ÇİN YİNE DÜNYANIN EN FAZLA BUĞDAY STOKU BULUNDURAN ÜLKESİ
ABD Tarım Bakanlığı’nın (USDA) gelecek sezona yönelik yayımladığı rapora göre üretim tahmini önceki aya göre 7,68 milyon ton artış gösterdi. Böylece önceki sezona göre üretimdeki düşüş beklentisi de artışa döndü. Yani, önceki sezona göre 4,46 milyon ton artış olması bekleniyor. Gelecek sene için buğday üretiminin 738,51 milyon ton olması bekleniyor. Fakat dikkat edilmesi gereken ve başka yerlerde pek yazılmayan bir ayrıntı var: Son 10 aydaki üretim tahminlerindeki artış, 15,61 milyon ton oldu. Yani yeni sezon tahminleri açıklandığında beklenen üretimdeki düşüş, son tahmin raporunda önceki sezona göre artışa dönmüş oldu. Zaten bunun vadeli işlemlere yansımasını da izliyoruz. Ayrıca 2012 yılına göre üretimdeki artış halen yüksek: artış 78,5 milyon ton olarak gerçekleştiği görülüyor. Türkiye’nin yıllık buğday üretiminin ortalama 20 milyon ton olduğu varsayıldığında, üretimdeki bu artışın etkisi daha iyi anlaşılabilir. Gelecek sezona yönelik tahminlere baktığımızda, üretim beklentilerindeki 5 milyon tonluk artışın ABD kaynaklı olduğunu görüyoruz. Ayrıca Rusya ve Avrupa'da da üretim beklentilerinde artış görülüyor. Aynı rapora göre dönem sonu stok tahminleri 4,4 milyon azalarak 253,7 milyon tona geriledi. Böylece son 8 ayda buğday stoklarındaki artış miktarı 30,56 milyon ton oldu. Yani her ne kadar dönem sonu stoklarında aylık bazda bir düşüş görünse de, genel olarak önceki sezona göre stoklarda önemli bir artış bekleniyor. Bununla beraber dönem sonu stoklarındaki düşüşün 5,5 milyon tonluk kısmı Çin’in azalan stoklarından kaynaklanmış. Zaten Çin’in bir süreden beri stoklarından satış yaptığını biliyoruz. Fakat Çin yine dünyanın en fazla buğday stoku bulunduran ülkesi olmayı sürdürecek. Çin'deki buğday stokları, gelecek sezon 112,5 milyon tona ulaşacak. Bu rakam, dünya buğday stoklarının yüzde 44'üne denk geliyor. Kuzey Afrika, Güneydoğu Asya ve Ortadoğu, en büyük buğday ithalatçısı olmayı sürdürecekler. Avrupa Bölgesi (Ukrayna ve Rusya dahil) ise en büyük ihracatçı olma özelliğini koruyor. Avrupa Bölgesi, Çin ve Hindistan, neredeyse dünyadaki buğday üretiminin yarısını gerçekleştirecek.
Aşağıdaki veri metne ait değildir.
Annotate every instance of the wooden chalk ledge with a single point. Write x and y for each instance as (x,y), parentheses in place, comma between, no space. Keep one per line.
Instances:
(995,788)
DÜNYA BUĞDAY ÜRETİMİNİN 729 MİLYON TON OLMASI BEKLİYOR
Uluslararası Tahıl Konseyi (IGC), 2016-17 sezonunda dünya buğday üretiminin 729 milyon ton olmasını bekliyor. Önceki tahminlere göre yaklaşık 7 milyon ton artış var. Önceki yıla göre ise üretimdeki düşüş 5 milyon tona geriledi. Yani yeni sezona yönelik tahminler sonrasında IGC beklentilerini 18 milyon ton yükseltmiş oldu. İlk tahminler sonrasında yapılan bu miktarda bir düzeltme ise ciddi bir sapma olduğunu gösteriyor. Dönem sonu stokları önceki aya göre 3 milyon artarak 226 milyon ton seviyesinde gerçekleşti. Üretim, önceki yıla göre azalmasına rağmen dönem sonu stoklarının son 5 yılın en yüksek seviyesine çıktığı görülüyor. Kısaca talepte ciddi bir düşüş yaşandığı anlaşılıyor. 2012 yılında 170 milyon ton olan dönem sonu stokları, 2017 yılında 226 milyon tona ulaşacak. Buna göre buğday stoklarındaki artış yaklaşık 56 milyon ton olacak. Kısaca dünya buğday piyasasında buğday arzı yüksek seyretmeye devam edecek.
“DÖNEM SONU STOKLARI 216,9 MİLYON TONA YÜKSELECEK”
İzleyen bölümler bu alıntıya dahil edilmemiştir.